De moslim heeft Iman in het feit dat alle goddelijke geschriften van Allah komen en dat ze bestaan en waar zijn. Echter, dit gebod is geldig voor de heilige geschriften die niet verbasterd en gewijzigd zijn. Hierdoor heeft de moslim Iman in de originele en door Allah gezonden vorm van deze pamfletten en geschriften. Hij gelooft dan ook dat alle geschriften buiten de Koran al Karim, oftewel de Thora, Zaboer en Indjil door mensen zijn gewijzigd en zeer ver staan van hun origineel.
Deze overtuiging maakt het noodzakelijk dat de mu’min met betrekking tot de openbaring zeer zorgvuldig en oplettend moet zijn. Het is nodig dat wanneer hij informatie tegenkomt uit de Thora en de Indjil, allereerst de Koran hierover raadpleegt, alvorens aan te geven of deze informatie correct of vals is. Als de informatie niet tegenstrijdig is met de informatie uit de Koran en niet in strijd is met de algemene principes van de Islam, zal men kunnen besluiten dat deze informatie correct kan zijn. Echter, het is onmogelijk om aan te geven dat een informatie die tegenstrijdig is met de beginselen van de Koran en zijn universele boodschap, afkomstig is van Allah.

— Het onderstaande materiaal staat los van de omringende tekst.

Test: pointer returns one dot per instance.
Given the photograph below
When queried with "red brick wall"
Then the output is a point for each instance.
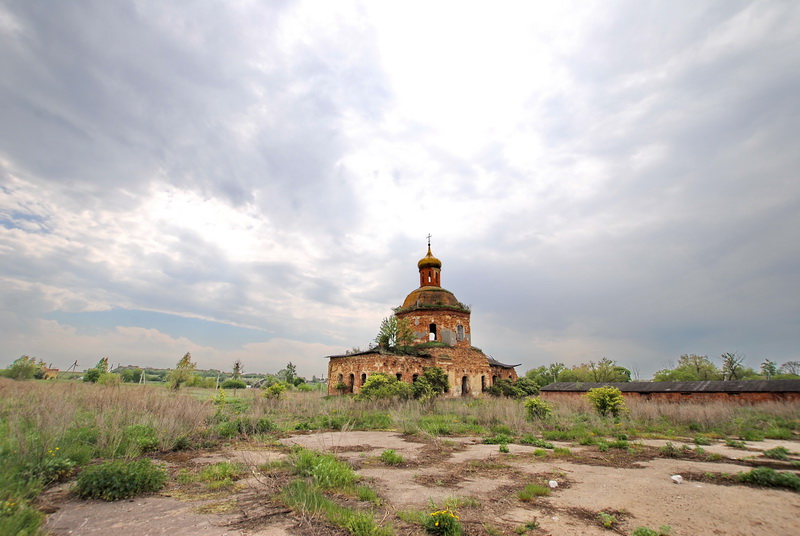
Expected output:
(458, 363)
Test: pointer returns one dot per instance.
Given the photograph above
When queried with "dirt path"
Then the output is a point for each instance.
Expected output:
(638, 490)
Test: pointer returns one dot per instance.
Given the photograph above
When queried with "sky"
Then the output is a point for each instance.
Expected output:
(255, 180)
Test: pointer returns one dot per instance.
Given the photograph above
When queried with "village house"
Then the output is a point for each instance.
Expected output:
(442, 338)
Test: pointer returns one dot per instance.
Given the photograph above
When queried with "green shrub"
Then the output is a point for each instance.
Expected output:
(537, 409)
(498, 439)
(116, 480)
(390, 457)
(764, 476)
(530, 491)
(444, 523)
(607, 400)
(778, 453)
(663, 530)
(530, 439)
(607, 520)
(233, 384)
(380, 385)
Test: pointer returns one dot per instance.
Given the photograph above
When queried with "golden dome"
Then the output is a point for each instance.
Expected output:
(429, 261)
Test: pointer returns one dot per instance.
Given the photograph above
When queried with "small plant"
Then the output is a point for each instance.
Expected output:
(498, 439)
(663, 530)
(778, 453)
(529, 439)
(764, 476)
(116, 480)
(537, 409)
(607, 400)
(607, 520)
(443, 522)
(530, 525)
(390, 457)
(530, 491)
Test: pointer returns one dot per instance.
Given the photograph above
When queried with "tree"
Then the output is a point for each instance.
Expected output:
(607, 400)
(182, 373)
(691, 367)
(731, 366)
(430, 384)
(394, 333)
(288, 374)
(545, 375)
(24, 368)
(769, 368)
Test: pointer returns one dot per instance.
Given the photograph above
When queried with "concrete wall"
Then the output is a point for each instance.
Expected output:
(744, 398)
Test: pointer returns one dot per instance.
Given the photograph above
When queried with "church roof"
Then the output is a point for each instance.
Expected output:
(429, 261)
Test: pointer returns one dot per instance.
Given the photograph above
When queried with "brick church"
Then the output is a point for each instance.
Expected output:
(442, 338)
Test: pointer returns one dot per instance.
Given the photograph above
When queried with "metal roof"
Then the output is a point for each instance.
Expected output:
(738, 386)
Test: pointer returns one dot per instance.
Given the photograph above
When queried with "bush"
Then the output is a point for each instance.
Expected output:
(112, 481)
(764, 476)
(778, 453)
(390, 457)
(607, 400)
(537, 409)
(443, 522)
(530, 491)
(380, 385)
(233, 384)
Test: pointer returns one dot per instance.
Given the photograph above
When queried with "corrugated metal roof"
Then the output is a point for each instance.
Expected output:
(739, 386)
(496, 363)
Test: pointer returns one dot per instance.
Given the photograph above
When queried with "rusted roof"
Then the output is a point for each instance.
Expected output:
(738, 386)
(495, 363)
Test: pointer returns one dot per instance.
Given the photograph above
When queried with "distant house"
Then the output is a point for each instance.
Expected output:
(749, 391)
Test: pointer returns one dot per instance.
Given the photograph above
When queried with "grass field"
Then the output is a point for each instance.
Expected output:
(49, 430)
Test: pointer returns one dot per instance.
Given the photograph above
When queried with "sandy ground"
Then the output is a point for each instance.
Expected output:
(638, 490)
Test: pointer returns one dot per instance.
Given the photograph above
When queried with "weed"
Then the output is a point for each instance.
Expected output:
(764, 476)
(390, 457)
(443, 522)
(530, 491)
(607, 520)
(116, 480)
(530, 439)
(778, 453)
(663, 530)
(735, 443)
(498, 439)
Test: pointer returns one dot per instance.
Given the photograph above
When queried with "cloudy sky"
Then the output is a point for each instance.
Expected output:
(255, 180)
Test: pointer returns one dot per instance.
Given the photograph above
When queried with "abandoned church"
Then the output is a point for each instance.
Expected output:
(441, 338)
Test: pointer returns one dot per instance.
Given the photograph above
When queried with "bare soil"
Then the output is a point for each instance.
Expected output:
(636, 487)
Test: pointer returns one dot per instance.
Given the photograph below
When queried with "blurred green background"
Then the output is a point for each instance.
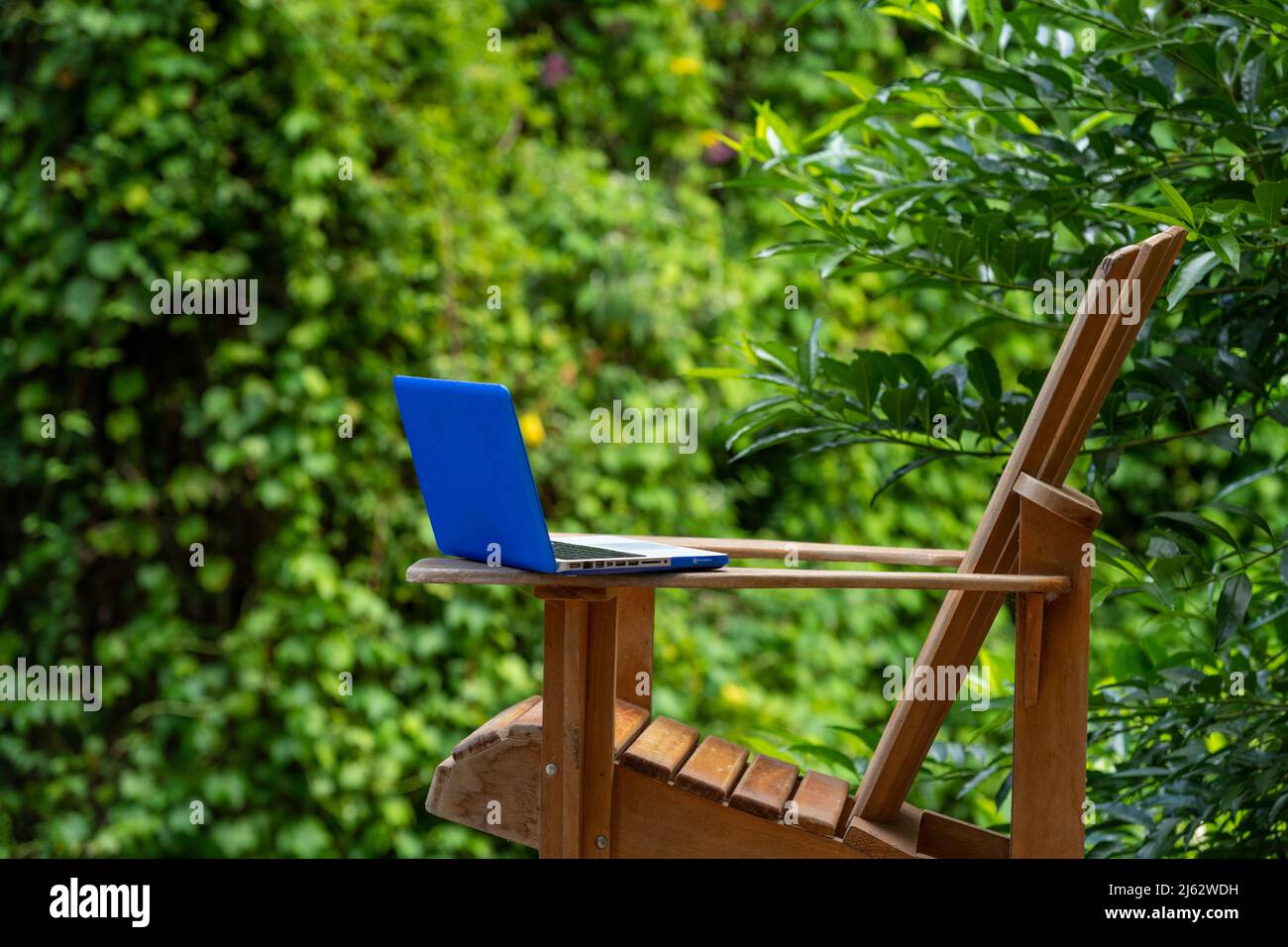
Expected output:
(473, 169)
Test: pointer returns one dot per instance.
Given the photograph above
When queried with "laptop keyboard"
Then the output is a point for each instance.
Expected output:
(571, 551)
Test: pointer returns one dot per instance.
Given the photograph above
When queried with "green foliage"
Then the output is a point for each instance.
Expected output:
(471, 170)
(1028, 142)
(515, 169)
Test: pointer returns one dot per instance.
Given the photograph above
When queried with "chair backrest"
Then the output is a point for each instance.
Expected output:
(1089, 361)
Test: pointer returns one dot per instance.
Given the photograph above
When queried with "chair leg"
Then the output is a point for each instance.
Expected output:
(578, 722)
(1050, 771)
(635, 647)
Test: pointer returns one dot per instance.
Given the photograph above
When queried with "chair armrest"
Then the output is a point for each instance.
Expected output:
(805, 552)
(468, 573)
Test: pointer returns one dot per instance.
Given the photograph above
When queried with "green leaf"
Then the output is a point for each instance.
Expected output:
(982, 371)
(1177, 202)
(806, 359)
(1189, 275)
(1145, 213)
(1227, 247)
(1270, 196)
(1232, 607)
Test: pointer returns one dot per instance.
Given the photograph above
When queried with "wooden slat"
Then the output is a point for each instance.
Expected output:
(465, 573)
(713, 768)
(655, 819)
(804, 552)
(635, 647)
(896, 838)
(1028, 643)
(490, 732)
(552, 788)
(661, 749)
(597, 735)
(627, 723)
(941, 836)
(1050, 749)
(1046, 449)
(765, 788)
(819, 802)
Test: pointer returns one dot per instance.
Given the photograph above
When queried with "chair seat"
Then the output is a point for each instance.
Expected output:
(490, 780)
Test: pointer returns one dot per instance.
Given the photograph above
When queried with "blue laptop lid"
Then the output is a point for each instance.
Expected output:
(473, 471)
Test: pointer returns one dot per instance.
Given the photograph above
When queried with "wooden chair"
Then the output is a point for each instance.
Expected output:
(583, 771)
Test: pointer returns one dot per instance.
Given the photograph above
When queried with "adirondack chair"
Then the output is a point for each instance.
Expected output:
(585, 770)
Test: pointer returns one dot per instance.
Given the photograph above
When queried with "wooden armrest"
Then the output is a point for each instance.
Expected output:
(468, 573)
(806, 552)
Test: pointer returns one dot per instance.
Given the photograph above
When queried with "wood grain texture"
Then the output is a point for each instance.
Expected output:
(599, 731)
(465, 573)
(713, 770)
(493, 729)
(765, 788)
(804, 552)
(635, 609)
(894, 838)
(493, 789)
(1064, 501)
(819, 801)
(1089, 361)
(656, 819)
(940, 836)
(1050, 766)
(627, 723)
(1028, 642)
(661, 749)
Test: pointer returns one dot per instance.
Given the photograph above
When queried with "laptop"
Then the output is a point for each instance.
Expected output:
(481, 496)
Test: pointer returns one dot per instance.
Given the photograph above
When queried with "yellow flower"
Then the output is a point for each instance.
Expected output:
(733, 694)
(533, 432)
(686, 65)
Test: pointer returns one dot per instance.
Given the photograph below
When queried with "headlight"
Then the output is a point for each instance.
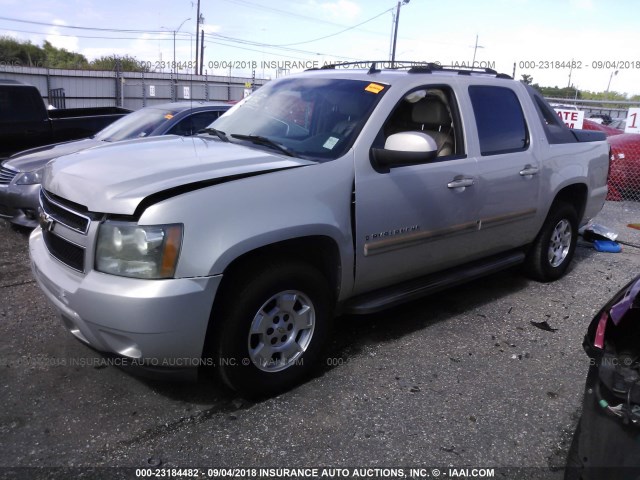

De mensen hebben geïntervenieerd in de aan hen gezonden geschriften voor een klein werelds gewin. In de voorgaande periodes hebben de geestelijken, hun eigen geschriften gepresenteerd als de openbaring van Allah en zo de arme mensen misleid en de puurheid van de heilige teksten beschadigd. Het enige boek dat zowel qua tekst als inhoud zonder zelfs de kleinste wijziging te ondergaan ons heeft bereikt en tot aan de dag der wederopstanding zijn ware bestaan zal behouden, is de Koran.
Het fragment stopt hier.